LInc Talk

Date: 

Monday, May 2, 2022, 4:30pm to 5:45pm

Location: 

Via Zoom -Participants will receive location information or Zoom Link via email prior to the event.

RSVP 

Scientific Critical Thinking: A missing ingredient in science education

Saul Perlmutter, PhD *Saul Perlmutter, PhD
2011 Nobel Laureate, Physics
Franklin W. and Karen Weber Dabby Professor
University of California, Berkeley
Senior Scientist at Lawrence Berkeley National Laboratory




This talk is to be held jointly with the Physics Department Colloquium.

Overview: 
There is a body of techniques and practices, a language and culture, that is usually implicitly taught to graduate students and postdocs in the sciences. This is the underpinning of an approach to building a credible sense of the “real world” that is shared by scientists, but not much used (or understood) by the rest of society. Equipping future generations with this scientific-style critical thinking could be one of our most reasonable defenses against confused thinking and misinformation, both major challenges to our democratic societies’ ability to make deliberative decisions. What can we learn from the sciences when we develop strategies to tell facts from values? How can we teach critical thinking in a better way?

Biography: 

Saul Perlmutter is a 2011 Nobel Laureate, sharing the prize in physics for the discovery of the accelerating expansion of the universe. He is a professor of physics at UC Berkeley, where he holds the Franklin W. and Karen Weber Dabby Chair, and a senior scientist at Lawrence Berkeley National Laboratory. He is the leader of the international Supernova Cosmology Project, director of the Berkeley Institute for Data Science and executive director of the Berkeley Center for Cosmological Physics. His interest in scientific-style critical thinking led to the development of interdisciplinary courses at Cal called Sense and Sensibility and Science and Physics & Music, which he has been teaching to undergraduates for more than a decade.
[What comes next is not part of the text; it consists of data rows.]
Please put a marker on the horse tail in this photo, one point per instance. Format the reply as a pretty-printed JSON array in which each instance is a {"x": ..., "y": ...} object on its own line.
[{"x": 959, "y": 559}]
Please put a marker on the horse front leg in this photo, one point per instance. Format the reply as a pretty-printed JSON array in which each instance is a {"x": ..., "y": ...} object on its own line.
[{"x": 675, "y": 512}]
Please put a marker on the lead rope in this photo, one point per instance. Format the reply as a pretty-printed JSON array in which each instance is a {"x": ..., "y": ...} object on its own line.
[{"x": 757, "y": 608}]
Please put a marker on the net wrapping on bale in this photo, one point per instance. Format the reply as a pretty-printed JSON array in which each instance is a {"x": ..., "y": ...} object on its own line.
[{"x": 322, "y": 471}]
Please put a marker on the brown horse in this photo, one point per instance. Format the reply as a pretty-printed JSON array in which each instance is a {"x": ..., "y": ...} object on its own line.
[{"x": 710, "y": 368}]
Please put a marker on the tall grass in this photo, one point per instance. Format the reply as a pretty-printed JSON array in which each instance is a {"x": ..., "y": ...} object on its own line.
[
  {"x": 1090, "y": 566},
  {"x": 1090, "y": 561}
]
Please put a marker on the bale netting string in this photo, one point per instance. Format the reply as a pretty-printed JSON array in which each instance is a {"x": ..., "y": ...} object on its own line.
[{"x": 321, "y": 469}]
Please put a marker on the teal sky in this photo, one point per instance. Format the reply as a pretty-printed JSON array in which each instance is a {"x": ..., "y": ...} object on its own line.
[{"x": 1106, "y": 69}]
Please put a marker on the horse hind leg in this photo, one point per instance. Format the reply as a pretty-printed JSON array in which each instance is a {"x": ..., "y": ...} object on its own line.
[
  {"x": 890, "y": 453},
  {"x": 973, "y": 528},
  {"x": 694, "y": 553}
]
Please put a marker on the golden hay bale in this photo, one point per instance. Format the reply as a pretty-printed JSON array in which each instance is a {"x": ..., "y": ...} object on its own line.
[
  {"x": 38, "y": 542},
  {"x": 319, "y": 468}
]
An author of hundreds of articles on cosmology, Professor Perlmutter has also written popular articles and appeared in numerous PBS, Discovery Channel, and BBC documentaries. In addition to other awards and honorary doctorates, he is a member of the National Academy of Sciences and the American Academy of Arts and Sciences and a fellow of the American Physical Society and the American Association for the Advancement of Science.